I have a huge set of data. Something like 100k lines and I am trying to drop a row from a dataframe if the row, which contains a list, contains a value from another dataframe. Here's a small time example.
has = [['#a'], ['#b'], ['#c, #d, #e, #f'], ['#g']]
use = [1,2,3,5]
z = ['#d','#a']
df = pd.DataFrame({'user': use, 'tweet': has})
df2 = pd.DataFrame({'z': z})
tweet user
0 [#a] 1
1 [#b] 2
2 [#c, #d, #e, #f] 3
3 [#g] 5
z
0 #d
1 #a
The desired outcome would be
tweet user
0 [#b] 2
1 [#g] 5
Things i've tried
#this seems to work for dropping #a but not #d
for a in range(df.tweet.size):
for search in df2.z:
if search in df.loc[a].tweet:
df.drop(a)
#this works for my small scale example but throws an error on my big data
df['tweet'] = df.tweet.apply(', '.join)
test = df[~df.tweet.str.contains('|'.join(df2['z'].astype(str)))]
#the error being "unterminated character set at position 1343770"
#i went to check what was on that line and it returned this
basket.iloc[1343770]
user_id 17060480
tweet [#IfTheyWereBlackOrBrownPeople, #WTF]
Name: 4612505, dtype: object
Any help would be greatly appreciated.
is ['#c, #d, #e, #f'] 1 string or a list like this ['#c', '#d', '#e', '#f'] ?
has = [['#a'], ['#b'], ['#c', '#d', '#e', '#f'], ['#g']]
use = [1,2,3,5]
z = ['#d','#a']
df = pd.DataFrame({'user': use, 'tweet': has})
df2 = pd.DataFrame({'z': z})
simple solution would be
screen = set(df2.z.tolist())
to_delete = list() # this will speed things up doing only 1 delete
for id, row in df.iterrows():
if set(row.tweet).intersection(screen):
to_delete.append(id)
df.drop(to_delete, inplace=True)
speed comparaison (for 10 000 rows):
st = time.time()
screen = set(df2.z.tolist())
to_delete = list()
for id, row in df.iterrows():
if set(row.tweet).intersection(screen):
to_delete.append(id)
df.drop(to_delete, inplace=True)
print(time.time()-st)
2.142000198364258
st = time.time()
for a in df.tweet.index:
for search in df2.z:
if search in df.loc[a].tweet:
df.drop(a, inplace=True)
break
print(time.time()-st)
43.99799990653992
For me, your code works if I make several adjustments.
First, you're missing the last line when putting range(df.tweet.size), either increase this or (more robust, if you don't have an increasing index), use df.tweet.index.
Second, you don't apply your dropping, use inplace=True for that.
Third, you have #d in a string, the following is not a list: '#c, #d, #e, #f' and you have to change it to a list so it works.
So if you change that, the following code works fine:
has = [['#a'], ['#b'], ['#c', '#d', '#e', '#f'], ['#g']]
use = [1,2,3,5]
z = ['#d','#a']
df = pd.DataFrame({'user': use, 'tweet': has})
df2 = pd.DataFrame({'z': z})
for a in df.tweet.index:
for search in df2.z:
if search in df.loc[a].tweet:
df.drop(a, inplace=True)
break # so if we already dropped it we no longer look whether we should drop this line
This will provide the desired result.
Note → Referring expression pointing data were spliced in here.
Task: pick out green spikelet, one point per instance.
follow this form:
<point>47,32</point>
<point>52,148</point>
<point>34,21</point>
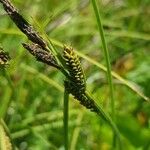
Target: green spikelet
<point>5,143</point>
<point>74,68</point>
<point>41,55</point>
<point>4,57</point>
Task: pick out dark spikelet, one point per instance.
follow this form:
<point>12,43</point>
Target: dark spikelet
<point>22,24</point>
<point>74,68</point>
<point>41,55</point>
<point>80,96</point>
<point>4,57</point>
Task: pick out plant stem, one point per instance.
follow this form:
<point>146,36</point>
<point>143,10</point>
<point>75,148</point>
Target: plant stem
<point>66,103</point>
<point>106,118</point>
<point>106,53</point>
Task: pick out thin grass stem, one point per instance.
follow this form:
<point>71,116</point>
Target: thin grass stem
<point>106,53</point>
<point>66,103</point>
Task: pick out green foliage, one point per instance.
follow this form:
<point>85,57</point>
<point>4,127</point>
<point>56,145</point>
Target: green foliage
<point>31,93</point>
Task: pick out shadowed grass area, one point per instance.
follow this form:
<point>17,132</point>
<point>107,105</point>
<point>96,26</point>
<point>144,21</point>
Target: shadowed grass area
<point>31,94</point>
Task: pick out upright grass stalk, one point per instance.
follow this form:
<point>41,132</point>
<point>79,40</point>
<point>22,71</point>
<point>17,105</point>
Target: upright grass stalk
<point>106,53</point>
<point>66,103</point>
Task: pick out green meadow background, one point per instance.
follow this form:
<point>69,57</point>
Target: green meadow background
<point>31,93</point>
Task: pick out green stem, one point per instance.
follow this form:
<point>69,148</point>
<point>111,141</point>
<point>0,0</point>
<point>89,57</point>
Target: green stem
<point>66,103</point>
<point>106,118</point>
<point>101,32</point>
<point>107,58</point>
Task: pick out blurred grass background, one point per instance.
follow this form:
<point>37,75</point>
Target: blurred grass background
<point>31,94</point>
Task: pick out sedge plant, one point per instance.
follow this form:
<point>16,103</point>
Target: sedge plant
<point>67,63</point>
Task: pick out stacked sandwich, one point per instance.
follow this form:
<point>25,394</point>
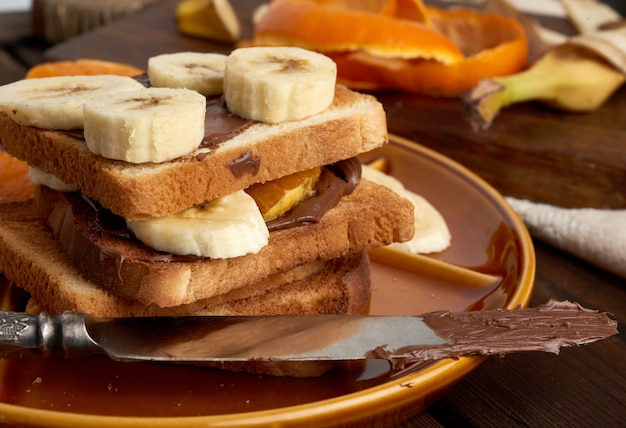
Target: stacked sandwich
<point>227,185</point>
Be aware of this potentially being not optimal due to missing vectorization.
EDIT:
you can achieve the string being a list with the following:
from itertools import chain
df.tweet = df.tweet.apply(lambda l: list(chain(*map(lambda lelem: lelem.split(","), l))))
This applies a function to each line (assuming each line contains a list with one or more elements): Split each element (should be a string) by comma into a new list and "flatten" all the lists in one line (if there are multiple) together.
EDIT2:
Yes, this is not really performant But basically does what was asked. Keep that in mind and after having it working, try to improve your code (less for iterations, do tricks like collecting the indices and then drop all of them).